The term functional refers to a specific package management discipline. In Guix, the package build and installation process is seen as a function, in the mathematical sense: that function takes inputs, such as build scripts, a compiler, and libraries depended on, and returns the installed package. As a pure function, its result depends solely on its inputs—for instance, it cannot refer to software or scripts that were not explicitly passed as inputs. A build function always produces the same result when passed a given set of inputs. Last but not least, a build function cannot alter the system’s environment in any way; for instance, it cannot create, modify, or delete files outside of its build and installation directories. This is achieved by running build processes in dedicated “chroots”, where only their explicit inputs are visible.

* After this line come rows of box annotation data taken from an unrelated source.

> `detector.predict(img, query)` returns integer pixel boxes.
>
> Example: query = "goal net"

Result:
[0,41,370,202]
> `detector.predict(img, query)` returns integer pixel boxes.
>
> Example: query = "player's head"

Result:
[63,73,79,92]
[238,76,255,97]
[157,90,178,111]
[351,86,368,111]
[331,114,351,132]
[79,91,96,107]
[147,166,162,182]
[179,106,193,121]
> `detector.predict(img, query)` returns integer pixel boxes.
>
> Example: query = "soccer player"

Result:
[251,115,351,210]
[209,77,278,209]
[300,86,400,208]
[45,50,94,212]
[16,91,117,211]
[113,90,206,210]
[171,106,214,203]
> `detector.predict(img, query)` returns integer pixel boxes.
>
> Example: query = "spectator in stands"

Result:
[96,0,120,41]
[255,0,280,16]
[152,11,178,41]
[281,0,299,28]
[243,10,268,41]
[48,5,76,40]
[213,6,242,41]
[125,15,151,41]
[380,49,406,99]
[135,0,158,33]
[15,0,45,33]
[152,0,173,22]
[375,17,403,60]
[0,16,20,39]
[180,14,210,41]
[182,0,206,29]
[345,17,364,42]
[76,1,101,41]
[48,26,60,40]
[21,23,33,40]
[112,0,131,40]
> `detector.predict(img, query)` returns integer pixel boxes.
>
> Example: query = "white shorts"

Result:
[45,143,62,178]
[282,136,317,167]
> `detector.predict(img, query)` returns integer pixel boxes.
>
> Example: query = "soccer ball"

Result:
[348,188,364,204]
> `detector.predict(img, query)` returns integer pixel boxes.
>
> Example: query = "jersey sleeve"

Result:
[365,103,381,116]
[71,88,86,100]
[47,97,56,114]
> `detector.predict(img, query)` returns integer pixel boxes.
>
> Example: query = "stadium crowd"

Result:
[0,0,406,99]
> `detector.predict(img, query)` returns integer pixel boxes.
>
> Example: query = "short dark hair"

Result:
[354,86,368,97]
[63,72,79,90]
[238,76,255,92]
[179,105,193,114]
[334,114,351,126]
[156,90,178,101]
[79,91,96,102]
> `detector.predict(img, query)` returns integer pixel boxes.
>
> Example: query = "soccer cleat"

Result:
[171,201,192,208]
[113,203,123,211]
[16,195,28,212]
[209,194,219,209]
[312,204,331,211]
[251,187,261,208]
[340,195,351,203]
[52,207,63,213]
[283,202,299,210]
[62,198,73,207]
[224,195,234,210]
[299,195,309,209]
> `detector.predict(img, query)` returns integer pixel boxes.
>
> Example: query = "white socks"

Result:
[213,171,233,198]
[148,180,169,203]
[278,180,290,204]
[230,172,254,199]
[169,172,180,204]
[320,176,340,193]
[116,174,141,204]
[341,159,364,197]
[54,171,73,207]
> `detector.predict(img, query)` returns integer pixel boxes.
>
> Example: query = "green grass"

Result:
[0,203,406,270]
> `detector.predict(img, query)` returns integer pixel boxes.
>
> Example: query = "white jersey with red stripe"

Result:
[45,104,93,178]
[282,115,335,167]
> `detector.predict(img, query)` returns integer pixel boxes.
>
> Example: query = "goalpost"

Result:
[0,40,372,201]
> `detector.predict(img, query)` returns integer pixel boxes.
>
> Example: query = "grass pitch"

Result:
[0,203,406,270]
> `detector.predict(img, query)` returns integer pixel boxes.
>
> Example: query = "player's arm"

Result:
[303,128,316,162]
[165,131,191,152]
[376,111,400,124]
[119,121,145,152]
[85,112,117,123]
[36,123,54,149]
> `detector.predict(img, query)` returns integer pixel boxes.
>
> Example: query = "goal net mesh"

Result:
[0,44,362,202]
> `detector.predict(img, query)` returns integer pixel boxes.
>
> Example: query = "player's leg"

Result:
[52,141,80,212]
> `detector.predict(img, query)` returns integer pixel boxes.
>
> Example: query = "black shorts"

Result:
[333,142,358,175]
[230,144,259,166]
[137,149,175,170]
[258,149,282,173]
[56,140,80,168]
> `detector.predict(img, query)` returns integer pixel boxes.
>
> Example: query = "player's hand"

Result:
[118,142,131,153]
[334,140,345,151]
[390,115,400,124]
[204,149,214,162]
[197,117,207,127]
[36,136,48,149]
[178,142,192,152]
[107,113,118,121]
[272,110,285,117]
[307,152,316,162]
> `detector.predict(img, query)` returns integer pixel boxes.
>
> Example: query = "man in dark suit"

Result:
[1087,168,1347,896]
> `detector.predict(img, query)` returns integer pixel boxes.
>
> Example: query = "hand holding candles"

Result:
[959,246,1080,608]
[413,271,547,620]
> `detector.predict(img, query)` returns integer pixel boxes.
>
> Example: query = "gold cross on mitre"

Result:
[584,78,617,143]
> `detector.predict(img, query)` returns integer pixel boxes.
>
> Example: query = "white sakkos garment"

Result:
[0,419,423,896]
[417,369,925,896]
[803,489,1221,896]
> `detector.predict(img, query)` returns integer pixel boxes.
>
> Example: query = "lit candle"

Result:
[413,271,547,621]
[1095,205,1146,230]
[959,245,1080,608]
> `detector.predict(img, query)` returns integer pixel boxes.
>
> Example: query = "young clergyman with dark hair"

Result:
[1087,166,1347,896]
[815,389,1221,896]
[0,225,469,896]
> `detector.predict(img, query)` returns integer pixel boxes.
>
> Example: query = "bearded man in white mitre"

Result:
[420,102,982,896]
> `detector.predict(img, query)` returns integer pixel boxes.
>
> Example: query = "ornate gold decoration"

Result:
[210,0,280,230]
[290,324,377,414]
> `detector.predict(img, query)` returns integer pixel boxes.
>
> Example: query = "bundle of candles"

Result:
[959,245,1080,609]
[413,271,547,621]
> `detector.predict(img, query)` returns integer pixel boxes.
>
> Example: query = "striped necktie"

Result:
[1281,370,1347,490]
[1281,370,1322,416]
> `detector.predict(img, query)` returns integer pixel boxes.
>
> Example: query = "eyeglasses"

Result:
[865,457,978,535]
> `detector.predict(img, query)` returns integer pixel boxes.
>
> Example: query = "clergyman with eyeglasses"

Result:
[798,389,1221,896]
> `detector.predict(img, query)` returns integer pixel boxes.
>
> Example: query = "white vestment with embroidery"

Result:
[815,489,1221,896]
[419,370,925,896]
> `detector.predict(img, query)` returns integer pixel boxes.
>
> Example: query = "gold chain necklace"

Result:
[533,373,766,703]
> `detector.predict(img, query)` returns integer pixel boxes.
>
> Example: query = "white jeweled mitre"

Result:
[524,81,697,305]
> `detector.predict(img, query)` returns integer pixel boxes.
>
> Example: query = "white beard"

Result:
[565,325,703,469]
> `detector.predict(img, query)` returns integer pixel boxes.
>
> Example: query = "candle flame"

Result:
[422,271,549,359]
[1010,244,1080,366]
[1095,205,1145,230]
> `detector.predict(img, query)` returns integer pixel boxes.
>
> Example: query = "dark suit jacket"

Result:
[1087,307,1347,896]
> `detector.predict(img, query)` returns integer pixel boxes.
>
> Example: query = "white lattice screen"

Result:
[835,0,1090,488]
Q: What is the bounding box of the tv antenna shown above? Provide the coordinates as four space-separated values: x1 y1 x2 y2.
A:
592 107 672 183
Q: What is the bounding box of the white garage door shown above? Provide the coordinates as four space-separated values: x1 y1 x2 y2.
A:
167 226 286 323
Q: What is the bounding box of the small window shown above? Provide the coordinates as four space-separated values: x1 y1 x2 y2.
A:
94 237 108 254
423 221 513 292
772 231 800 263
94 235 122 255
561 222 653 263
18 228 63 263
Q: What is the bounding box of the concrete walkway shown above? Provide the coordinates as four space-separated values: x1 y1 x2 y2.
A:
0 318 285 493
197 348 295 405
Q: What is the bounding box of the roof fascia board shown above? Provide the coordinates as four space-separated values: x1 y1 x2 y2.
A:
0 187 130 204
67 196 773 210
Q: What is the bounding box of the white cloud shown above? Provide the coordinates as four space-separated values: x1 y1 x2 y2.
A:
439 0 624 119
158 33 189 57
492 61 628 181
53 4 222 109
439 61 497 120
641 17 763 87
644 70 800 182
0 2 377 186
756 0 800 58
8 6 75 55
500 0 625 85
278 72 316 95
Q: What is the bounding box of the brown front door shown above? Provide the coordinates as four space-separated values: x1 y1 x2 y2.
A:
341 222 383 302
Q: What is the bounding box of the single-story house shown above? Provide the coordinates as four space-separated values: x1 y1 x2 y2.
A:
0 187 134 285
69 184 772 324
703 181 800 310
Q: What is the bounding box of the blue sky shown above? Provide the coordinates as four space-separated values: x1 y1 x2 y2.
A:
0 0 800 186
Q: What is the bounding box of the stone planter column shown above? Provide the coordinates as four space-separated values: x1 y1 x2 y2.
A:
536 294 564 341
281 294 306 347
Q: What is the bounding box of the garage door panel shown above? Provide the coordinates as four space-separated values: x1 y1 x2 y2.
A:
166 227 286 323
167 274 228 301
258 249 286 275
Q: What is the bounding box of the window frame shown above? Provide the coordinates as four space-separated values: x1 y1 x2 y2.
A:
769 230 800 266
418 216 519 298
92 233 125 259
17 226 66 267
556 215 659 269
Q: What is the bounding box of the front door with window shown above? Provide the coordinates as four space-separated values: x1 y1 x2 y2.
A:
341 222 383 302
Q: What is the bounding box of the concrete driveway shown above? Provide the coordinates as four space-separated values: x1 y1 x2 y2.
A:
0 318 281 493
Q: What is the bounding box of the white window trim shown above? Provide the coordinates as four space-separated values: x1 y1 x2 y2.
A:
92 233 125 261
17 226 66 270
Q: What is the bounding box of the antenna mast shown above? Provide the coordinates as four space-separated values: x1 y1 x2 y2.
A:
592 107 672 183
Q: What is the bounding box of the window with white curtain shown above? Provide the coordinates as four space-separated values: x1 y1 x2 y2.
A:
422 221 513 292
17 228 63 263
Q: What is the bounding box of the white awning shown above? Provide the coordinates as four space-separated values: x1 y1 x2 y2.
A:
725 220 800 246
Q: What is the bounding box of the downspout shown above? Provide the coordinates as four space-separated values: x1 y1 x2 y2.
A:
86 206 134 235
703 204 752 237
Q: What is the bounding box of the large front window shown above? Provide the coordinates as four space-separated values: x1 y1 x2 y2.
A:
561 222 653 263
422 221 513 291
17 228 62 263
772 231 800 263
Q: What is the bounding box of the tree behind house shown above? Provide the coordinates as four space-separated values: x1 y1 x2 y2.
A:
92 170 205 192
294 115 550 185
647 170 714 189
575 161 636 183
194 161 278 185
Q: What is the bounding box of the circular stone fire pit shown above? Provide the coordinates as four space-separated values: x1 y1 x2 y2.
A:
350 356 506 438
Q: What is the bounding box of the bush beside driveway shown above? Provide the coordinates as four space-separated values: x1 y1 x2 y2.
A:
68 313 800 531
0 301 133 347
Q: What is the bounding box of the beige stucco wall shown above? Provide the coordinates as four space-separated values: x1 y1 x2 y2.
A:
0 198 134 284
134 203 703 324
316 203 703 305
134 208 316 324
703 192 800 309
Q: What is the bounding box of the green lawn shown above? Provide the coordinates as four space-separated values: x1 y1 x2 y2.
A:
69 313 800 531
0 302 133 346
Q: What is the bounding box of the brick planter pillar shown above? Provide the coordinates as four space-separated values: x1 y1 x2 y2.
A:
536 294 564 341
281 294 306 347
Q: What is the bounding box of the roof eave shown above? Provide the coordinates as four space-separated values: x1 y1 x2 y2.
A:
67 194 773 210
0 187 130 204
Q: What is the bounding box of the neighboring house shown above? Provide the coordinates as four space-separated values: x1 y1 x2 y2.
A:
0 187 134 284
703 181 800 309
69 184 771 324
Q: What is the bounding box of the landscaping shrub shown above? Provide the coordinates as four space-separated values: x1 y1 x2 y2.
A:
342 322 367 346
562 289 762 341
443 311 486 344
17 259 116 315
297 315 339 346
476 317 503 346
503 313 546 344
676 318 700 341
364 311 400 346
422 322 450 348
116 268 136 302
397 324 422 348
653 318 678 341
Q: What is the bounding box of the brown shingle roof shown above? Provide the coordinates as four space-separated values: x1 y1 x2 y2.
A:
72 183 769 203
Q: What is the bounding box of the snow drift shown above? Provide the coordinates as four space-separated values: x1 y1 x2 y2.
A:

The result of package build functions is cached in the file system, in a special directory called the store (see The Store). Each package is installed in a directory of its own, in the store—by default under /nix/store. The directory name contains a hash of all the inputs used to build that package; thus, changing an input yields a different directory name.
This approach is the foundation of Guix’s salient features: support for transactional package upgrades and rollback, per-user installation, and garbage collection of packages (see Features).
Guix has a command-line interface allowing users to build, install, upgrade, and remove packages, as well as a Scheme programming interface. The remainder of this manual describes them.
Last but not least, Guix is used to build a distribution of the GNU system, with many GNU and non-GNU free software packages. See GNU Distribution.
“Guix” is pronounced like “geeks”, or “ɡiːks” using the international phonetic alphabet (IPA).